A trust is a relationship whereby property is held by one party for the benefit of another.
A trust is created by a settlor, who transfers property to a trustee.
The trustee holds that property for the trust’s beneficiaries.
Trusts exist mainly in common law jurisdictions and similar systems existed since Roman times.
HOW DOES A TRUST WORK?
A trust allows a person or company to own assets on behalf of someone else or on behalf of a group of people.
The trustee is the person that owns or controls the asset, while the beneficiaries of the trust are the person(s) for whom the asset (e.g. a property) is owned.
WHY DO PEOPLE INVEST USING A TRUST?
There are three main reasons
1. Tax benefits: Trusts offer the advantage to reduce your tax bill by distributing income to family members with lower taxable income.

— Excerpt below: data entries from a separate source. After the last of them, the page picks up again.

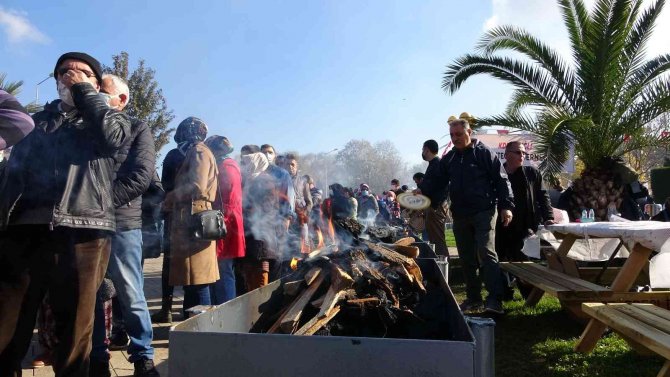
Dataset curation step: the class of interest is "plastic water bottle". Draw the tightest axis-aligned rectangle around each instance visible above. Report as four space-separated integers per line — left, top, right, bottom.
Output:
607 203 619 221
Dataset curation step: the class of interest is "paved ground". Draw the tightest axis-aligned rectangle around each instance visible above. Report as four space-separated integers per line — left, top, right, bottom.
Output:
23 257 183 377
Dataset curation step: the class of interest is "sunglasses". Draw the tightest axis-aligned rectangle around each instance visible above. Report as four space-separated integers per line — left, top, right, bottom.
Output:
56 67 95 78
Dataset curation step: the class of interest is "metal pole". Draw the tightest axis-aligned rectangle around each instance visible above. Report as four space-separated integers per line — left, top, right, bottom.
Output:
325 148 339 197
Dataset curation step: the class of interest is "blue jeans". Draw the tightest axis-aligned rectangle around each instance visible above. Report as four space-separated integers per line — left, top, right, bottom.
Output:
453 208 504 301
182 284 212 318
91 229 154 363
210 258 236 305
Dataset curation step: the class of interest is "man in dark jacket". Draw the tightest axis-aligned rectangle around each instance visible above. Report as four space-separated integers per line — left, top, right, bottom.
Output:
440 113 514 314
0 52 130 376
90 75 158 377
151 134 186 323
496 141 554 299
414 140 449 257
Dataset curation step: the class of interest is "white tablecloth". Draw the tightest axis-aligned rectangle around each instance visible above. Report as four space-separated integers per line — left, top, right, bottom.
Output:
546 221 670 288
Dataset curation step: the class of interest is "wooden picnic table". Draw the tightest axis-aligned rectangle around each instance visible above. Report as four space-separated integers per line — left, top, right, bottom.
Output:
547 221 670 352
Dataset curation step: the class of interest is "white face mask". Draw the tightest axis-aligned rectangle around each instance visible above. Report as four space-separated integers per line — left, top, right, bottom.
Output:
98 92 114 108
58 81 74 107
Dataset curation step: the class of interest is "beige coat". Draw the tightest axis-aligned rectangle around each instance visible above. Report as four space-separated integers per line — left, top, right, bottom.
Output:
165 143 219 286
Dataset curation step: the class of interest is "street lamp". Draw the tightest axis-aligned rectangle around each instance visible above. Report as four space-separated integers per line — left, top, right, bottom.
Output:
324 148 339 196
35 73 54 106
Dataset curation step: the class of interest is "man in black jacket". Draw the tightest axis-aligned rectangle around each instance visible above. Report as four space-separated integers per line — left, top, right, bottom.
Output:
496 141 554 299
440 113 514 314
414 140 449 258
0 52 130 376
90 75 158 377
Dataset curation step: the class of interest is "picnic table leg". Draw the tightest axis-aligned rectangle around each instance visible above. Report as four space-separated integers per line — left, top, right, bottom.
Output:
526 287 544 306
656 361 670 377
575 244 651 352
556 234 577 256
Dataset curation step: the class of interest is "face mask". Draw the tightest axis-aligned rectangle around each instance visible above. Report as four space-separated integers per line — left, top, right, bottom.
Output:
58 81 74 107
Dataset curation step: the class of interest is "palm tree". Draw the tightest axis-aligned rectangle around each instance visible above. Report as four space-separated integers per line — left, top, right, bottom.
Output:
442 0 670 219
0 72 42 114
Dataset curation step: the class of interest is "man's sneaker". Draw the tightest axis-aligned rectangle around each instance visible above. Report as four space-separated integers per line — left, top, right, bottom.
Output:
32 351 51 368
459 298 484 312
88 358 112 377
151 309 172 323
109 331 130 351
133 359 160 377
484 298 505 314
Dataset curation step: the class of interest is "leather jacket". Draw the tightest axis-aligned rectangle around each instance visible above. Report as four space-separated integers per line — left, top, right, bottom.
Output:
0 83 131 232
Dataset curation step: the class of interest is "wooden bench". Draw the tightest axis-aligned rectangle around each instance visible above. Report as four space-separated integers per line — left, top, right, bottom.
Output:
575 303 670 377
500 262 612 306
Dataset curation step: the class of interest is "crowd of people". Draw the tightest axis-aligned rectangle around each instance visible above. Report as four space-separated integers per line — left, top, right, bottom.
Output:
0 52 668 377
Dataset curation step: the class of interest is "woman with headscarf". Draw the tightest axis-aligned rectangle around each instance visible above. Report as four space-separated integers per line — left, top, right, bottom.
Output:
164 117 219 318
205 136 245 305
242 153 286 291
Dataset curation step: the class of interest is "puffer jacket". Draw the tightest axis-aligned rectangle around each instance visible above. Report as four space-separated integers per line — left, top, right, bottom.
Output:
112 119 156 230
0 83 130 231
440 139 514 217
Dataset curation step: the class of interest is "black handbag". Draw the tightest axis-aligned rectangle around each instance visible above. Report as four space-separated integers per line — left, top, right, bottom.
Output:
191 209 226 241
190 173 226 241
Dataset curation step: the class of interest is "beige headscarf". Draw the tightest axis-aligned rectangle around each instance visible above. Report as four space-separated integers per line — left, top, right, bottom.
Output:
242 152 270 178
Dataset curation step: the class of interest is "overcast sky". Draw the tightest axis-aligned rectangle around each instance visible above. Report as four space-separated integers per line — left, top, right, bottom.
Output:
0 0 670 163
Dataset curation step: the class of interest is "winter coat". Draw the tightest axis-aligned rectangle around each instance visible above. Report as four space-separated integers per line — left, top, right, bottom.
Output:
496 166 554 232
418 157 447 209
161 148 184 255
0 90 35 151
440 139 514 217
358 194 379 220
244 172 286 261
0 83 131 232
214 158 245 259
112 119 156 230
164 142 219 286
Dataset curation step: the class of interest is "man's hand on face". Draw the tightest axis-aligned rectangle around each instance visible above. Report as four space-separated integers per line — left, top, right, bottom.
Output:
500 209 512 226
60 69 95 88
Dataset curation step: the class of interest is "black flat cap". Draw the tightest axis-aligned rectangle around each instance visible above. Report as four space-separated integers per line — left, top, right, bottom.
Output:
54 52 102 83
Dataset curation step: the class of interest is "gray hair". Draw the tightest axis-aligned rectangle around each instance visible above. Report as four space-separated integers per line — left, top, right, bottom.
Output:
101 73 130 104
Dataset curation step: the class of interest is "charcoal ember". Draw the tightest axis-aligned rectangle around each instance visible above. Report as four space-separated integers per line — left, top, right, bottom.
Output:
335 218 363 239
367 226 395 242
256 234 445 339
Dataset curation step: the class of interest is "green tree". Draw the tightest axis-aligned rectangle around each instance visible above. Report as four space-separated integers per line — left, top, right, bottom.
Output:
442 0 670 218
0 72 42 114
104 51 175 152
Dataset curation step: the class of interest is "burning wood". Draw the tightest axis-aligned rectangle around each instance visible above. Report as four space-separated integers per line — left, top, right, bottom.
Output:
256 231 438 336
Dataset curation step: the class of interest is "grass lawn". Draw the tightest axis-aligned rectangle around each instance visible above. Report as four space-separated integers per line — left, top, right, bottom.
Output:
450 282 664 377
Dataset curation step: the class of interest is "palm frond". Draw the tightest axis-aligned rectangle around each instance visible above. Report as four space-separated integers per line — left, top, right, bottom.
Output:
558 0 591 58
579 0 630 120
476 25 575 107
442 55 569 107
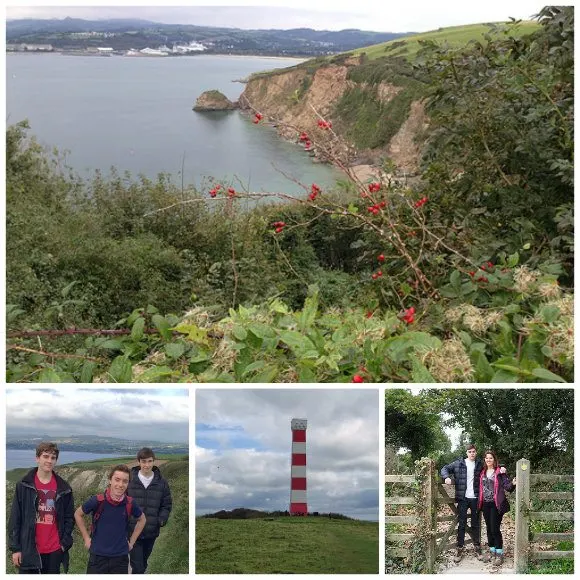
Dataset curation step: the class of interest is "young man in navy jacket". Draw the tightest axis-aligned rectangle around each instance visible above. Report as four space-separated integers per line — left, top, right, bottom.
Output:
75 465 145 574
127 447 172 574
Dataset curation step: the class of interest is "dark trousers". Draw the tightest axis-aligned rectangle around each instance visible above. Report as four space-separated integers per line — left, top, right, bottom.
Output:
483 501 503 550
20 550 62 574
87 554 129 574
457 497 480 548
129 538 157 574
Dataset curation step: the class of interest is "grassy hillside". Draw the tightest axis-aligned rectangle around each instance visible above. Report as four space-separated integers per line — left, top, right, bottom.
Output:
6 455 189 574
195 517 379 574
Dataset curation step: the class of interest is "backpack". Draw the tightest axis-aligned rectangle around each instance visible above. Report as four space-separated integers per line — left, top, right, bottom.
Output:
91 493 133 537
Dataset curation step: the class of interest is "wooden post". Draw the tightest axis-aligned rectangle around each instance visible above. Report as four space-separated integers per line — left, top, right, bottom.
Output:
424 460 437 574
514 459 530 574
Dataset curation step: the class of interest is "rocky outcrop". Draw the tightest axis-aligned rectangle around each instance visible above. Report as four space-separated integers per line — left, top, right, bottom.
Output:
193 91 238 111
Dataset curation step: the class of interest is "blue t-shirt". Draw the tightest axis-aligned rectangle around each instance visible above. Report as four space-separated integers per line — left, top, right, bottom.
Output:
82 495 143 558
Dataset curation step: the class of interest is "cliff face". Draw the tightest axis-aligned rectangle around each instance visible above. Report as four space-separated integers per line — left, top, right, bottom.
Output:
239 58 426 172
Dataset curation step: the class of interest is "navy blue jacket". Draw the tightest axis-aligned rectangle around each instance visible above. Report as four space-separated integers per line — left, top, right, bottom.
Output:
441 457 483 501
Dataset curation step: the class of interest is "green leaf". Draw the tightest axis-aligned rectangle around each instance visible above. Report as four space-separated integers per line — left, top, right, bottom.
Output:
151 314 172 340
232 326 248 341
532 367 566 383
37 369 62 383
173 322 211 346
411 356 437 383
298 286 318 332
240 360 266 377
449 270 461 296
165 342 185 360
95 338 123 350
109 356 133 383
80 360 97 383
131 316 145 342
136 366 179 383
248 365 278 383
490 369 518 383
507 252 520 268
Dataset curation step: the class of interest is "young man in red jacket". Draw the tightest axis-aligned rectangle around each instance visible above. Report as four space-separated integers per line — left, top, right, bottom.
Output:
8 441 74 574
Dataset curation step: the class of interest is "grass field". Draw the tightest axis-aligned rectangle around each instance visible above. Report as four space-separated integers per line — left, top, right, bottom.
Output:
195 517 379 574
352 20 540 60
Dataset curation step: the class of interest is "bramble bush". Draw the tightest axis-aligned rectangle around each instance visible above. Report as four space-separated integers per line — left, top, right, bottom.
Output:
7 8 573 383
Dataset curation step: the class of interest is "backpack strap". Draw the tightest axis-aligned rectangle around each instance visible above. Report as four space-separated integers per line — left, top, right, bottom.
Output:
91 493 133 537
91 493 105 537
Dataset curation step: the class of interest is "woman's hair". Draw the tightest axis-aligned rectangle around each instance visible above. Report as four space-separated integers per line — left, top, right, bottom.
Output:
109 464 131 480
483 449 499 469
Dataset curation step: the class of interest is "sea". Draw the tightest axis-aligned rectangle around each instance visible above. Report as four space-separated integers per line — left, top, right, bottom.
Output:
6 449 127 471
6 54 341 194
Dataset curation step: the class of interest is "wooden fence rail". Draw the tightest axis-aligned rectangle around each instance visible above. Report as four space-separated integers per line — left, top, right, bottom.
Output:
385 459 574 573
514 459 574 573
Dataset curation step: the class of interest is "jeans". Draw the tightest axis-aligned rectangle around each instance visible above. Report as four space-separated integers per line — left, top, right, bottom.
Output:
129 538 157 574
457 497 481 548
19 550 62 574
483 501 503 550
87 554 129 574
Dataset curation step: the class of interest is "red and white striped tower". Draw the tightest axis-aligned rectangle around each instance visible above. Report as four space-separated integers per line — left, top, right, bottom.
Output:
290 419 308 516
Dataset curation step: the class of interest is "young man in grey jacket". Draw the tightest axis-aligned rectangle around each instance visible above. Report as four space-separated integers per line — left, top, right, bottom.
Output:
127 447 172 574
441 444 505 563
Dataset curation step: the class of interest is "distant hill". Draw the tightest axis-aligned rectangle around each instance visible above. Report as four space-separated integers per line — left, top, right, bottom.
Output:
6 456 189 574
195 516 379 574
6 18 155 34
6 434 189 455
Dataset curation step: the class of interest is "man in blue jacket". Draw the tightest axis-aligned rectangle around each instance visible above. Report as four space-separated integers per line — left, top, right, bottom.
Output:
127 447 172 574
441 444 483 563
8 441 74 574
74 465 145 574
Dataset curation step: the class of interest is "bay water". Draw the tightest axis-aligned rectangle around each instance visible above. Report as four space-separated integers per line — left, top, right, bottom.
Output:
6 54 341 194
6 449 127 471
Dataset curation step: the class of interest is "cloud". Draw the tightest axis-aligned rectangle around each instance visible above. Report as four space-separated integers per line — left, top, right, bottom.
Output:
195 388 380 520
6 387 189 442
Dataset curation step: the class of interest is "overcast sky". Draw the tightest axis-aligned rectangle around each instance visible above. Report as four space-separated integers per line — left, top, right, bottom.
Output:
6 387 189 443
6 0 548 32
195 389 382 521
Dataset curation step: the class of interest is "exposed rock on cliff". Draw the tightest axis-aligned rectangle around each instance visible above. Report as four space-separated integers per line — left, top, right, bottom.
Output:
193 91 238 111
239 58 427 173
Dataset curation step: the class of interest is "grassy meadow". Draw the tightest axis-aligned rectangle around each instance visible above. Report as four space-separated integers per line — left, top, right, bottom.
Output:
195 517 379 574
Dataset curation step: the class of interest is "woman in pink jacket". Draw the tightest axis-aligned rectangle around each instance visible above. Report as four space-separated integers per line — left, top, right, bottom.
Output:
477 451 516 566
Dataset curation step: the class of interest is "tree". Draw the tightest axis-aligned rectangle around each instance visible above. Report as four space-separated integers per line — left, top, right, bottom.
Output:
429 389 574 470
385 389 450 460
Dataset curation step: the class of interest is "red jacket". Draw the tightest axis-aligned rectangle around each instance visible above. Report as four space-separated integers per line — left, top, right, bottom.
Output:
477 467 516 514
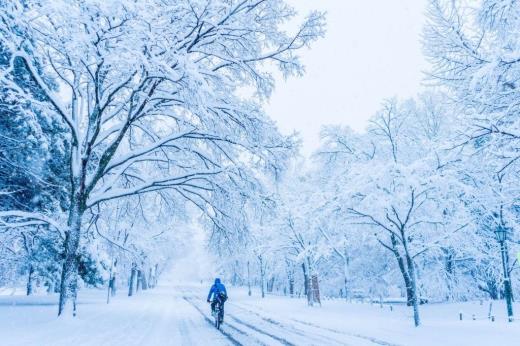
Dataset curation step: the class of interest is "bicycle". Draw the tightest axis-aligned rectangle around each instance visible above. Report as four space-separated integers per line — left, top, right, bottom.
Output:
211 294 226 329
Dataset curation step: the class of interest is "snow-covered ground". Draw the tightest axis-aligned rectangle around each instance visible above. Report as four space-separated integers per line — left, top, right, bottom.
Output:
0 283 520 346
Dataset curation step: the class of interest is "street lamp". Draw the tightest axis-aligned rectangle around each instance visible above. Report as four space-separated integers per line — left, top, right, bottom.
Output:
495 224 513 322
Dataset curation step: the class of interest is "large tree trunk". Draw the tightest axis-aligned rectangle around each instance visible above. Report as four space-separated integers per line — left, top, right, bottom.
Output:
303 258 314 306
27 264 34 296
141 269 148 290
343 251 349 300
302 263 309 297
128 263 137 297
58 204 83 316
390 234 413 306
258 256 265 298
401 230 421 327
311 274 321 306
247 261 251 297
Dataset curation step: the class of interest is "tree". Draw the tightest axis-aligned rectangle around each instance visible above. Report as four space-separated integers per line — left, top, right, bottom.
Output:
0 0 323 314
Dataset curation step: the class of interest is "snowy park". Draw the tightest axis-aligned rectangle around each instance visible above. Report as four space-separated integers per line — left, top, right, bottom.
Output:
0 0 520 346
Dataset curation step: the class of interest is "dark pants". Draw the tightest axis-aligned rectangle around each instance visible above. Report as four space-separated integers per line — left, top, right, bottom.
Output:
211 299 224 316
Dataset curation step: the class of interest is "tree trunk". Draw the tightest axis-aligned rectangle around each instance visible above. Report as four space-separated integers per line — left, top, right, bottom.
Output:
302 263 309 299
135 269 143 293
401 230 421 327
58 201 83 316
258 256 265 298
27 264 34 296
288 270 294 297
304 257 314 306
343 251 349 301
390 234 413 306
153 263 159 287
247 261 251 297
128 263 137 297
311 274 321 306
141 269 148 291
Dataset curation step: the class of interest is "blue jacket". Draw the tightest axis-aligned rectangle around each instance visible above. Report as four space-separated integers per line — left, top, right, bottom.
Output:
208 278 227 300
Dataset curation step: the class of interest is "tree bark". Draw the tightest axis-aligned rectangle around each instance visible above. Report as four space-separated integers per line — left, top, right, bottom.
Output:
401 230 421 327
247 261 251 297
58 204 83 316
390 234 413 306
258 256 265 298
27 264 34 296
128 263 137 297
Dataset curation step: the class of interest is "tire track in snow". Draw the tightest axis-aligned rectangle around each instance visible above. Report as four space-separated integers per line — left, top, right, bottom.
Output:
227 314 296 346
232 304 401 346
183 297 250 346
229 303 348 346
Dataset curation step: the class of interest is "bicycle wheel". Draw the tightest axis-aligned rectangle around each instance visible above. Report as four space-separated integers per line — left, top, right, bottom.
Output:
215 310 220 329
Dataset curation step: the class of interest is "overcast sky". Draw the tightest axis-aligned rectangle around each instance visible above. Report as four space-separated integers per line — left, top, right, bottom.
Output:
266 0 427 154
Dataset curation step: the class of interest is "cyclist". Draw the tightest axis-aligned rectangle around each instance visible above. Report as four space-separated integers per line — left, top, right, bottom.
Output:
207 278 227 318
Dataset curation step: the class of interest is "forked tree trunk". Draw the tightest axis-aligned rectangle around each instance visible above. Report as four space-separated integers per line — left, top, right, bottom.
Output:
390 234 413 306
128 263 137 297
258 256 265 298
302 263 309 297
401 230 421 327
141 269 148 290
247 261 251 297
343 251 349 300
58 201 83 316
27 264 34 296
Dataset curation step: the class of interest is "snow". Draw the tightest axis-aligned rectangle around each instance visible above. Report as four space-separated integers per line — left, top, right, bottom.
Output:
0 282 520 346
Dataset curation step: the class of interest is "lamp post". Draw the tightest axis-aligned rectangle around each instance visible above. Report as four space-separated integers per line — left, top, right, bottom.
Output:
495 224 513 322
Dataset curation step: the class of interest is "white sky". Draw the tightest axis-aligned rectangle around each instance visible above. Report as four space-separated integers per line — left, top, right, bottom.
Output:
266 0 427 154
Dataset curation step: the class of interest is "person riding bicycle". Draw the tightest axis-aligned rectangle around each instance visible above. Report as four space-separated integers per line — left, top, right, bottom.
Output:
207 278 227 316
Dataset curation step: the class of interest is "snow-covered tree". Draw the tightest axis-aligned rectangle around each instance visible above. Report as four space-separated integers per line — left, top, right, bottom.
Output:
0 0 323 314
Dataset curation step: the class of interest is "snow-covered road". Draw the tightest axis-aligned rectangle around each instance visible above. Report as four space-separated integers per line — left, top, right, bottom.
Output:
0 287 231 346
184 295 394 346
0 286 393 346
0 282 520 346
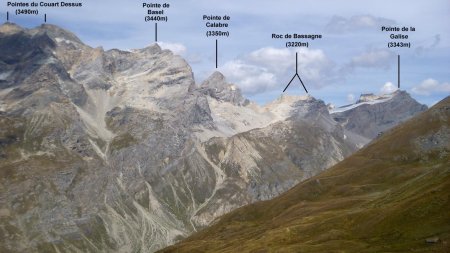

2. Asset protection: Trusts allow you to control and receive income from assets without having them in your name.
This may protect these assets in the event that you’re sued or you go through a divorce.
3. Estate planning: Some trusts may allow you to effectively pass assets on to future generations without paying excessive taxes or going through estate disputes
WHAT TYPE OF TRUST CAN BE USED FOR PROPERTY INVESTMENT?
Of all the Trust structures these three seem to be the most suitable (before deciding on the type of Trust you should use discuss fully with an experienced Trust Solicitor and/or Accountant):
1. Discretionary Trust
Often referred to as a family trust when the beneficiaries are linked via family relationships is one of the most common types of trusts in Australia.
They are set up for one or more reasons: to protect the assets of a family and to hold the assets for future generations of the same family.
2. Unit Trust
A unit trust is one where the assets are held and administered by the trustee of the trust for the holders of units in the unit trust.
This means that unit trusts pre-determine the unit holders entitlements, which may be for income, capital or both.
Unit trusts are often used where unrelated parties run a business together and where the units are then held by a family trust and for managed funds where investors hold units in the trust.
3. Hybrid Trusts
Hybrid discretionary trusts can be hybrid discretionary or hybrid unit trusts.
They take the best features of both discretionary and unit trusts and mix them together in the one entity to create a powerful and flexible tax planning solution.
ADVANTAGES AND DISADVANTAGES (not a definitive list):
Advantages of trusts
• Asset Protection.
• Income distribution.
• Retirement planning.
• Fewer regulations.
Disadvantages of trusts
• Trustee/s have the power to administer the Trust.
• Potential loss of Tax concessions and deductions.
• Set-up and accounting fees.
• GST, Stamp Duty, Capital Loss/Gains (depending on the situation).